I might be taking a long trip to north (USA/Canada) during this winter. I have E46 330xi. I wanted to know how well this older ( non x-drive system) handles winter compare to other brands like Audi, Subaru etc. 

I know people have been comparing recent X-Drive system to Quattro/Subaru and there are difference of opinion regarding how well X-Drive stacks up against them. But , I am more interested in oder/non x-drive AWD system of BMW. 

Any inputs/ personal experience would be good. I have all-season tires on my car now, I can put snow tires if necessary. How well would this E46 AWD perform in winter/snow with all-season tires , with snow tires and how does it compare with other brands ?


----------



## 330ximd (Sep 20, 2005)

It is fine, run a search in the e46 part of this forum before you post, there are many awd and xi threads on the old awd.


----------



## AzNMpower32 (Oct 23, 2005)

Put on the snow tires.


----------



## Nick325xiT 5spd (Dec 24, 2001)

Snow tires are ideal for braking and turning.
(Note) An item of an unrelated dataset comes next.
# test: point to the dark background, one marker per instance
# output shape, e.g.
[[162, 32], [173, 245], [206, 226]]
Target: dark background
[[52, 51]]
The AWD car will be fine in up to 8-10" of snow with the stock all seasons (in good shape) as far as moving forward goes.


----------



## robinsonda1 (Oct 4, 2007)

Doesn't the X in Xi indicate X drive?


----------



## Bruce (Dec 24, 2001)

robinsonda1 said:


> Doesn't the X in Xi indicate X drive?


No, X just means it is 4 wheel drive. X drive wazs introduced on a certain year X5 and then rolled out to other models. I am not sure the year (but I know somebody else does).


----------